Based on the present inventor place group ((a) Chen, Z. in transition metal-catalyzed organic cascade reaction all the time; Gao, L.; Ye, S.; Ding, Q.; Wu, J.Chem.Commun.2012,48,3975. (b) Gao, L.; Ye, S.; Ding, Q.; Chen, Z.; Wu, J.Tetrahedron 2012,68,2765. (c) Ye, C.; Chen, Z.; Wang, H.; Wu, J.Tetrahedron 2012,68, doi:10.1016/j.tet.2012.03.081. (d) Chen, Z.; Ye, C.; Gao, L.; Wu, J.Chem.Commun.2011,47,5623. (e) Chen, Z.; Zheng, D.; Wu, J.Org.Lett.2011,13,848. (f) Chen, Z.; Wu, J.Org.Lett.2010,12,4856. (g) Chen, Z.; Yu, X.; Wu, J.Chem.Commun.2010,46,6356. (h) Yu, X.; Chen, Z.; Yang, X.; Wu, J.J.Comb.Chem.2010,12,374. (i) Chen, Z.; Yang, X.; Wu, J.Chem.Commun.2009,3469.) and close electrocyclic reaction aspect ((a) Chen, Z.; Ding, Q.; Yu, X.; Wu, J.Adv.Synth.Catal.2009,351,1692. (b) Chen, Z.; Yu, X.; Su, M.; Wu, J.Adv.Synth.Catal.2009,351,2702. (c) Chen, Z.; Su, M.; Yu, X.; Wu, J.Org.Biomol.Chem.2009,7,4641. (d) Chen, Z.; Pan, X.; Wu, J.Synlett 2011,964. (e) Ding, Q.; Chen, Z.; Yu, X.; Peng, Y.; Wu, J.Tetrahedron Lett.2009,50,340.) the research work accumulation of all kinds of cyclic organic compounds is synthesized, this two classes organic chemical reactions combines imagination by we, develop the novel cascade reaction under a class transition metal and electrophilic reagent acting in conjunction, synthesize benzofluorene compounds.Therefore, the present invention is intended to report one class and utilizes transition metal-catalyzed close electrocyclic reaction, the new technology of high-level efficiency, high chemo-selective ground synthesizing halogen benzo [a] fluorenol derivative under comparatively gentle condition, and, halogen atom in product molecule can transform further under the effect of palladium catalyst, thus introduces more functional group on halo benzo [a] fluorenol molecular skeleton.
Summary of the invention
The object of the invention is the preparation method providing a kind of halo benzo [a] fluorenol, present method reaction conditions is gentle, easy and simple to handle, cost compared with low, side reaction is few, product purity is high, be convenient to separating-purifying, fairly large preparation can be suitable for, products therefrom has good photoelectric functional characteristic and potential biological and pharmacoligical activities, therefore can be applicable to photoelectric functional material and biomedicine field, have and have extraordinary application prospect.
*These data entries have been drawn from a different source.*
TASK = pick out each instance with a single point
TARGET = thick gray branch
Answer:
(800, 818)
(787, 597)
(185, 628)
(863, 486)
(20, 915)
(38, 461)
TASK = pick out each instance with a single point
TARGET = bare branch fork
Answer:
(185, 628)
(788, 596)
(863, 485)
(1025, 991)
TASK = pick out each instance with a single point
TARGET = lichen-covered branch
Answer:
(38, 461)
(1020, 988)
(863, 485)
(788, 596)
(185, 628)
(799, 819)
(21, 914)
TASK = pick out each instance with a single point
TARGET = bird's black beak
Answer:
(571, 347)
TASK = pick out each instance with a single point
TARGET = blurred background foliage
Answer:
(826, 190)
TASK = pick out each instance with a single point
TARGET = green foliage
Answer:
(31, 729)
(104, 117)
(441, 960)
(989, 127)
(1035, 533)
The present invention realizes like this, a kind of preparation method of halo benzo [a] fluorenol, method steps is: adopt 3-aryl-1-(2-(2-virtue ethynyl) phenyl) propargyl-2-alcohol as reaction substrate, make the various electrophilic reagents such as itself and N-N-halosuccinimides, iodine, simple substance bromine or iodine chloride under catalyst condition, by the close electrocyclic reaction of a series nature, temperature of reaction is 0-15 DEG C, reaction times is 10-15 hour, efficiently obtained halo benzo [a] fluorenol of one kettle way.
The ratio of described 3-aryl-1-(2-(2-virtue ethynyl) phenyl) the various electrophilic reagent such as propargyl-2-alcohol and N-N-halosuccinimides, iodine, simple substance bromine or iodine chloride is 1: 1.2.
The organic solvent that reaction system uses is methylene dichloride, 1,2-ethylene dichloride or toluene.
To react the catalyzer lewis acid catalyst that uses as silver trifluoromethanesulfonate, copper trifluoromethanesulfcomposite or Bismuth triflate.
Halogen atom in product halo benzo [a] fluorenol of gained can also continue all kinds of linked reaction occurs under the effect of palladium catalyst, thus introduces more functional group on product molecule skeleton.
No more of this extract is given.